Modulus of Continuity of Solutions to Complex Monge-Ampère Equations on Stein Spaces
Guilherme Cerqueira-Gonçalves
TL;DR
This work analyzes the modulus of continuity for solutions to complex Monge-Ampère Dirichlet problems on Stein spaces with isolated singularities, focusing on $L^p$ densities. The authors develop barrier methods and a resolution-based regularization scheme to control oscillations, combining barrier data with $L^1$-Laplacian-type estimates to obtain quantitative modulus bounds.

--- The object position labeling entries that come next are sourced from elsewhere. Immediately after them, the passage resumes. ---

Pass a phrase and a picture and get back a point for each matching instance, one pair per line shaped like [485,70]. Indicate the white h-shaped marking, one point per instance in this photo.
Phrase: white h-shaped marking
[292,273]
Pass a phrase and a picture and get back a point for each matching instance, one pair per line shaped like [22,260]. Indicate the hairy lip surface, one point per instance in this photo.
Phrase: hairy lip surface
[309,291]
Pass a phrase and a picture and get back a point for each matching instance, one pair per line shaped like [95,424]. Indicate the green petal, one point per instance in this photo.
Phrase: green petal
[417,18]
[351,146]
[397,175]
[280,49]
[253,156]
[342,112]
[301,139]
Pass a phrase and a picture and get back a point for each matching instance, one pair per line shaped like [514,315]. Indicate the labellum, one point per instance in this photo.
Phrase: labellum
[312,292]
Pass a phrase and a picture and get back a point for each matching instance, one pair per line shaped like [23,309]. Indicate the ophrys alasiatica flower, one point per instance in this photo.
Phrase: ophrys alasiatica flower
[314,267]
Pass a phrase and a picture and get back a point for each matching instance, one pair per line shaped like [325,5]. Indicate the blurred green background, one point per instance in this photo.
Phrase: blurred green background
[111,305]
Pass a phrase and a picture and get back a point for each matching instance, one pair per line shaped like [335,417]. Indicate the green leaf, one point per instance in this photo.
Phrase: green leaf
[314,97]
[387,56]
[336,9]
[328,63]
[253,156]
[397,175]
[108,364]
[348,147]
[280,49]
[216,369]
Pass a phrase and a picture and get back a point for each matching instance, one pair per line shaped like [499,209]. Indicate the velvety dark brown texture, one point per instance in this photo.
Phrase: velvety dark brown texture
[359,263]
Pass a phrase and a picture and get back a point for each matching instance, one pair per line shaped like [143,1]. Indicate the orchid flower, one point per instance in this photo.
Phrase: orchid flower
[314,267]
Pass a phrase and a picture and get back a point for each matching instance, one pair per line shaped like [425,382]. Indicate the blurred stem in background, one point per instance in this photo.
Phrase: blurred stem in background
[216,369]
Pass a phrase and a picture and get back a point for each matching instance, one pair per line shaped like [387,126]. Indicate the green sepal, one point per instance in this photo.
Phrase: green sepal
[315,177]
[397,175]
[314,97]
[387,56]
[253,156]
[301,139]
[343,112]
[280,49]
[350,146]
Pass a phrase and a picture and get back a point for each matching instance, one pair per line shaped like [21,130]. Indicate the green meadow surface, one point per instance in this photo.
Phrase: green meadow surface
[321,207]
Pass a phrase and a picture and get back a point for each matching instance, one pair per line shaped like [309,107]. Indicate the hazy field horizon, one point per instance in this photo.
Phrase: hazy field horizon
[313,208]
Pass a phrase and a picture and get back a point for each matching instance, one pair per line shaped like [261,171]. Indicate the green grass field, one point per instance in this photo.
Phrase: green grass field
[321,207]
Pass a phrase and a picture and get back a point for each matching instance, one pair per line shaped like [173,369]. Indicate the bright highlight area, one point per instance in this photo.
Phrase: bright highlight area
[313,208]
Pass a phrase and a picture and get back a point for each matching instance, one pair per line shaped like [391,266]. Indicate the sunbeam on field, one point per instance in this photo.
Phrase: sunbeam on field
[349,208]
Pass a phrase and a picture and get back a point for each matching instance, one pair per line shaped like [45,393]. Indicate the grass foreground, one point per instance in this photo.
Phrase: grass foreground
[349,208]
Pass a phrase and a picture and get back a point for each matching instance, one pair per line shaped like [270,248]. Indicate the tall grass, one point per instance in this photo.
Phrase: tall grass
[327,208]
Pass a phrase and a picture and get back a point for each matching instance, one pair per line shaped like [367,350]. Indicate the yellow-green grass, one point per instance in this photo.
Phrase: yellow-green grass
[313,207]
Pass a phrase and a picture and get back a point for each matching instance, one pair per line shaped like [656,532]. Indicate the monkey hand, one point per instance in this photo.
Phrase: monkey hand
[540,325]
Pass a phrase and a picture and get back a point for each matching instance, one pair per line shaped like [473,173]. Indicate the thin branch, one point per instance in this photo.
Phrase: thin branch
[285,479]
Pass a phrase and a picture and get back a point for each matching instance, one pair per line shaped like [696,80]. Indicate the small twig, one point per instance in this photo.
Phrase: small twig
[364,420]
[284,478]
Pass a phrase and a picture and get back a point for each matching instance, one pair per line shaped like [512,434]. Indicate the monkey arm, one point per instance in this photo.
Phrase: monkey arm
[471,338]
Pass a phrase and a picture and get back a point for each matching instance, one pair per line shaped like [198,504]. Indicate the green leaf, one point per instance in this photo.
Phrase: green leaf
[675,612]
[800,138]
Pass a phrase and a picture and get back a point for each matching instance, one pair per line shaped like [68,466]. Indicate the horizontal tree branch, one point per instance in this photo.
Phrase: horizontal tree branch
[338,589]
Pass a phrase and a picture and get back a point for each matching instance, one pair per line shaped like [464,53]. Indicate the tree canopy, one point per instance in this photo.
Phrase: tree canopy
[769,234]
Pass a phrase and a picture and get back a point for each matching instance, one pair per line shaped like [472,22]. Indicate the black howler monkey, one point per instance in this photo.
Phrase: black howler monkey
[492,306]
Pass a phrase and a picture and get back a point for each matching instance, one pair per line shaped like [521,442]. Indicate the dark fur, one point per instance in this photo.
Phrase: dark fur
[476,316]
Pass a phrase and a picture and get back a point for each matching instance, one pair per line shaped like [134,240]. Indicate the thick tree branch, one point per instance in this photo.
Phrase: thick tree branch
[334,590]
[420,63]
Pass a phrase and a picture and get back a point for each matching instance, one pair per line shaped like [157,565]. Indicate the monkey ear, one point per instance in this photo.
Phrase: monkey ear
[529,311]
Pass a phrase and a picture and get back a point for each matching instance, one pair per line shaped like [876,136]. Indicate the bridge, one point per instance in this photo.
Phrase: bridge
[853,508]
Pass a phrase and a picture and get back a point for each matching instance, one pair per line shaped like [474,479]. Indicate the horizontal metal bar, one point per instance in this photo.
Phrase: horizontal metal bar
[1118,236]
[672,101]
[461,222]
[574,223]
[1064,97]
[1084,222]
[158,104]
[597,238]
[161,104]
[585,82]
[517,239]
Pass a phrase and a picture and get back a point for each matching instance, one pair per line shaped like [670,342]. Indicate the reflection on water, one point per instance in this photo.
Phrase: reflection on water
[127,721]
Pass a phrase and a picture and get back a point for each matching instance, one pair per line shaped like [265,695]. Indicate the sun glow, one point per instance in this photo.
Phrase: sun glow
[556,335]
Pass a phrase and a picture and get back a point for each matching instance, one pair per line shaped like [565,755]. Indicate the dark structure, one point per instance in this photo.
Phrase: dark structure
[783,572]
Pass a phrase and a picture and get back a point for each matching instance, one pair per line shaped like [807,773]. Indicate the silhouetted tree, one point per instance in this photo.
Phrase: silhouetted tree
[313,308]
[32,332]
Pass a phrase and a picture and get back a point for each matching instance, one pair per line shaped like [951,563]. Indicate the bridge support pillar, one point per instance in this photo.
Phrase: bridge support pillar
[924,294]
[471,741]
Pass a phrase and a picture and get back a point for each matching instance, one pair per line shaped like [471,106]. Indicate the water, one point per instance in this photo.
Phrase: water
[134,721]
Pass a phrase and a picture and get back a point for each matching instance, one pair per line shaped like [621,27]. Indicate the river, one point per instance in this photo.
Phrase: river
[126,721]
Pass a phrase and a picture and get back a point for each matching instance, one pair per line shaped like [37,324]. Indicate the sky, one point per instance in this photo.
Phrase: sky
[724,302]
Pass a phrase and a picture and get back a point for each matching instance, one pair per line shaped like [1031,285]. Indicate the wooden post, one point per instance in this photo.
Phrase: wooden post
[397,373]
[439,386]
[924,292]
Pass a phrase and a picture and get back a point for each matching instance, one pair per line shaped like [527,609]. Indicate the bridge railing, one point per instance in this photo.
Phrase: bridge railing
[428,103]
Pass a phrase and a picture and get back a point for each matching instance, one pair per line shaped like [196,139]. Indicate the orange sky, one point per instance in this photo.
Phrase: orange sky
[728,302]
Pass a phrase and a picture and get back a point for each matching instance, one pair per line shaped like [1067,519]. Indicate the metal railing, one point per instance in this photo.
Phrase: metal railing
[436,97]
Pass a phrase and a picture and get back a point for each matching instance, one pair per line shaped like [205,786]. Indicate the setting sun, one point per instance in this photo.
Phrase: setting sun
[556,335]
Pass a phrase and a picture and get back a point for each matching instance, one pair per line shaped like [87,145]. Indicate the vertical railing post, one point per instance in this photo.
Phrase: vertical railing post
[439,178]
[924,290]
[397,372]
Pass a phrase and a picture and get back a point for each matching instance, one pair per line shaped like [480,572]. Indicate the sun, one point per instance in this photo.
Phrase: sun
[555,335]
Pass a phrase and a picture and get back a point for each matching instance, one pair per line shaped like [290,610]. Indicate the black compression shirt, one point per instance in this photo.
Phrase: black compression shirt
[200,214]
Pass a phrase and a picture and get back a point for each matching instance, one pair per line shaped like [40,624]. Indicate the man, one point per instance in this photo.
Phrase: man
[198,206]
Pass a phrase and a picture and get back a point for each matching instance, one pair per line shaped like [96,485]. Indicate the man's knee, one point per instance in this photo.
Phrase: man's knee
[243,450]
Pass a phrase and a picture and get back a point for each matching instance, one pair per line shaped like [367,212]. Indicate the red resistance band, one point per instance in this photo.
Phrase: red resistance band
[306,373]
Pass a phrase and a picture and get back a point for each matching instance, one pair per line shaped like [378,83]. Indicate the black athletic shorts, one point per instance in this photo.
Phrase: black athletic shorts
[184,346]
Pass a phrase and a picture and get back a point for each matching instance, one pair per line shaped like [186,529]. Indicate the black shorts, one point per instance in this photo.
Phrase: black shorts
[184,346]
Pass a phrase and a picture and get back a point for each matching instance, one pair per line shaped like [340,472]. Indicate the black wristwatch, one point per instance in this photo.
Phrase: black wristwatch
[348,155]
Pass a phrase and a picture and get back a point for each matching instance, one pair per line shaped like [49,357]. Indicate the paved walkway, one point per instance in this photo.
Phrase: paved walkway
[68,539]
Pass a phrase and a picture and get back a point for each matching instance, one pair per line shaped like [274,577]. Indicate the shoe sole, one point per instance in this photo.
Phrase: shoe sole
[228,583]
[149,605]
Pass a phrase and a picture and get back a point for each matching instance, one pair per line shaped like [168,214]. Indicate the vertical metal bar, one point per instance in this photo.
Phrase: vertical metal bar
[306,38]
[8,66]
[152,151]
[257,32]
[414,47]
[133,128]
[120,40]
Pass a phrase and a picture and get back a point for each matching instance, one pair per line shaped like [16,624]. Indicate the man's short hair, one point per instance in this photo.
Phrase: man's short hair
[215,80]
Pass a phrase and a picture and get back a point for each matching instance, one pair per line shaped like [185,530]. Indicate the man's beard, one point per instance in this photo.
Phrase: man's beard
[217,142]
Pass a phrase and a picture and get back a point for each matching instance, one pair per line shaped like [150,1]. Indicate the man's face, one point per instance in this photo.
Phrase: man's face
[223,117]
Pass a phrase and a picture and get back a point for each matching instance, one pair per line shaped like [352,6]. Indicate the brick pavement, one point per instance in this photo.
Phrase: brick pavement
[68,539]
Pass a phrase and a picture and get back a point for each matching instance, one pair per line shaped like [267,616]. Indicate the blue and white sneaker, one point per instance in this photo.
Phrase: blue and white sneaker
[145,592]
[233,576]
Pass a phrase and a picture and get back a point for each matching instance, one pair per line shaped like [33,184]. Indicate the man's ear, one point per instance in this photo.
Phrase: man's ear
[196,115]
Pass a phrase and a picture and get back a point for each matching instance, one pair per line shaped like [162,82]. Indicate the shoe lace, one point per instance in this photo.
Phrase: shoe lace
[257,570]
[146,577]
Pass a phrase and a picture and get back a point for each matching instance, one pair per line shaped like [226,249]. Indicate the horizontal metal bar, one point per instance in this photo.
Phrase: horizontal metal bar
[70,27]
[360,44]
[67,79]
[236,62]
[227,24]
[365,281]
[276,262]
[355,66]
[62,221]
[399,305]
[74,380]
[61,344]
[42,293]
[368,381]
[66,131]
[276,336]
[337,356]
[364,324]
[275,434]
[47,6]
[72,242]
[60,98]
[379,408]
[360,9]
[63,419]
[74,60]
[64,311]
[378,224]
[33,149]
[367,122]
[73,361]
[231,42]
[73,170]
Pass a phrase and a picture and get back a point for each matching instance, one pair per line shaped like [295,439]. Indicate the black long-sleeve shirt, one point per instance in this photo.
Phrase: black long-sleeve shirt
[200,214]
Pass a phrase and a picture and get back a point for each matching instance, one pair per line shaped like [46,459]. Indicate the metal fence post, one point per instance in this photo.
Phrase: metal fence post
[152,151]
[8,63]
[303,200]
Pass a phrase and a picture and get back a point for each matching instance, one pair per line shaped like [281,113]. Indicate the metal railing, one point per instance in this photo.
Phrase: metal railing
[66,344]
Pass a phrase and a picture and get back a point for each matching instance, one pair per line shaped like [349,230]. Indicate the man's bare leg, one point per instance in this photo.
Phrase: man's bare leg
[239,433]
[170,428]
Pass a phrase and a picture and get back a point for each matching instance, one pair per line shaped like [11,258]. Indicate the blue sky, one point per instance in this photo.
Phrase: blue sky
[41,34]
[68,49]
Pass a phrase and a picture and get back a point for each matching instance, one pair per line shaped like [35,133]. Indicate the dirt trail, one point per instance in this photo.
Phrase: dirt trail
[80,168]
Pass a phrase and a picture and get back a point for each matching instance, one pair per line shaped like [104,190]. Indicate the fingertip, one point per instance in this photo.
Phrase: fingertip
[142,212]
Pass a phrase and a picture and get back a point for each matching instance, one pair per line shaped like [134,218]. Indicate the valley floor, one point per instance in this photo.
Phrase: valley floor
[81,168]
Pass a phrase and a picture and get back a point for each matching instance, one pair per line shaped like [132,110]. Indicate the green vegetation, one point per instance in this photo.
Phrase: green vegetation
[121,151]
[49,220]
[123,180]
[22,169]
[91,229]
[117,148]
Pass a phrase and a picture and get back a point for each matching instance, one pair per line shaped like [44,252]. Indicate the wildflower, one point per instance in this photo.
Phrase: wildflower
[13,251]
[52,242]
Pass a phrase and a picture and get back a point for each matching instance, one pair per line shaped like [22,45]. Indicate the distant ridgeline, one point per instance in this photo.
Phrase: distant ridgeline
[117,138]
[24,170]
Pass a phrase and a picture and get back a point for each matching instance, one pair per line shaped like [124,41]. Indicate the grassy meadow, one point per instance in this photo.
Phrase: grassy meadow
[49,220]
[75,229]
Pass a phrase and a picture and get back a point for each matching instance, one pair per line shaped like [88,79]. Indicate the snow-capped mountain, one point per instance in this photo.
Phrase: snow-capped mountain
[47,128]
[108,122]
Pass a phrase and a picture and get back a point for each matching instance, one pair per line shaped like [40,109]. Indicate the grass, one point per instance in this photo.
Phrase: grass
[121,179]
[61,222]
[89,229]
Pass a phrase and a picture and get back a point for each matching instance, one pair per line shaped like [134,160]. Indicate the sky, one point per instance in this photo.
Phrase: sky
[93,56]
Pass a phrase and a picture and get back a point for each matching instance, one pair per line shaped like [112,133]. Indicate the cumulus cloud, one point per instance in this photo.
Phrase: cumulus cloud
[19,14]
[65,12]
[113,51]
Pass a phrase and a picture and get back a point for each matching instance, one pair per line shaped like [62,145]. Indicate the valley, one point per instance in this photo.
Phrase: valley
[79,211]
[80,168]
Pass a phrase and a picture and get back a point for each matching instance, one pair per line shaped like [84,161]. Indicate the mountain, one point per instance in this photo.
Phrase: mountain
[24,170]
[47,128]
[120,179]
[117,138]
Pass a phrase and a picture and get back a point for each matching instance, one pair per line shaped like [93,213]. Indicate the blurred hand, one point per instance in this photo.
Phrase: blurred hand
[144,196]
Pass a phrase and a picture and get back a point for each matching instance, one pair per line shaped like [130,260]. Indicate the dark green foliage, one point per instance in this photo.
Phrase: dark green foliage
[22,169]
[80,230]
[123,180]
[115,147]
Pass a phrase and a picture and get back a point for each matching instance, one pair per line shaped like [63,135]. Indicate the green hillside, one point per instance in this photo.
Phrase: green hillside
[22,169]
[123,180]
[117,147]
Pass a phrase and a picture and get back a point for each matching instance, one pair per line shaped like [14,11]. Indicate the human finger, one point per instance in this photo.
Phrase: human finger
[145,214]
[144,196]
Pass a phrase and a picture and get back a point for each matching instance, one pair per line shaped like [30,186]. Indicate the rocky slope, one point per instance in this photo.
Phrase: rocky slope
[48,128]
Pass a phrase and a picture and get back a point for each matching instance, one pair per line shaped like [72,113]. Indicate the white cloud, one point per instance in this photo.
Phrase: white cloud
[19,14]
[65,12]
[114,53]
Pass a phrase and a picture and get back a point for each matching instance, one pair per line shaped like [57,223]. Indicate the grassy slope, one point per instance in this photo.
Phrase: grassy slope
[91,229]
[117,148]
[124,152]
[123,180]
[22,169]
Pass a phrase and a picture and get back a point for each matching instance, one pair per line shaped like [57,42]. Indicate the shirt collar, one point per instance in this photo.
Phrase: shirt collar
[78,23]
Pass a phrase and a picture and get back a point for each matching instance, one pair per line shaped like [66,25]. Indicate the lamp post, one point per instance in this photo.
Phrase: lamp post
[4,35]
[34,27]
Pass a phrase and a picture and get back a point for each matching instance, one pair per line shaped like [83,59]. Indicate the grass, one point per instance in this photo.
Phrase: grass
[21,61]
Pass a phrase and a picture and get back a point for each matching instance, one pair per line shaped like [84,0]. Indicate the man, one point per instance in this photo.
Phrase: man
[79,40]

The main result shows that, for $\phi\in C^0(\partial\Omega)$ and $f\in L^p(\Omega,\beta^n)$ with $p>1$, the unique solution $u$ satisfies $\omega_{u,x}(t) \le C_x \max\{ \omega_{\phi}(t^{1/2}), t^{1/(nq+1)}\}$, and if $\phi\in C^{0,\alpha}$, then $u$ is $\alpha^*$-Hölder outside the singular point with $\alpha^*<\min\{\alpha/2,1/(nq+1)\}$. This extends regularity theory for complex Monge-Ampère equations to mildly singular varieties and provides precise boundary and singularity-sensitive continuity behavior, with potential geometric applications in Kähler metrics on singular spaces.
Abstract
In this paper, we study the modulus of continuity of solutions to Dirichlet problems for complex Monge-Ampère equations with $L^p$ densities on Stein spaces with isolated singularities. In particular, we prove such solutions are Hölder continuous outside singular points if the boundary data is Hölder continuous.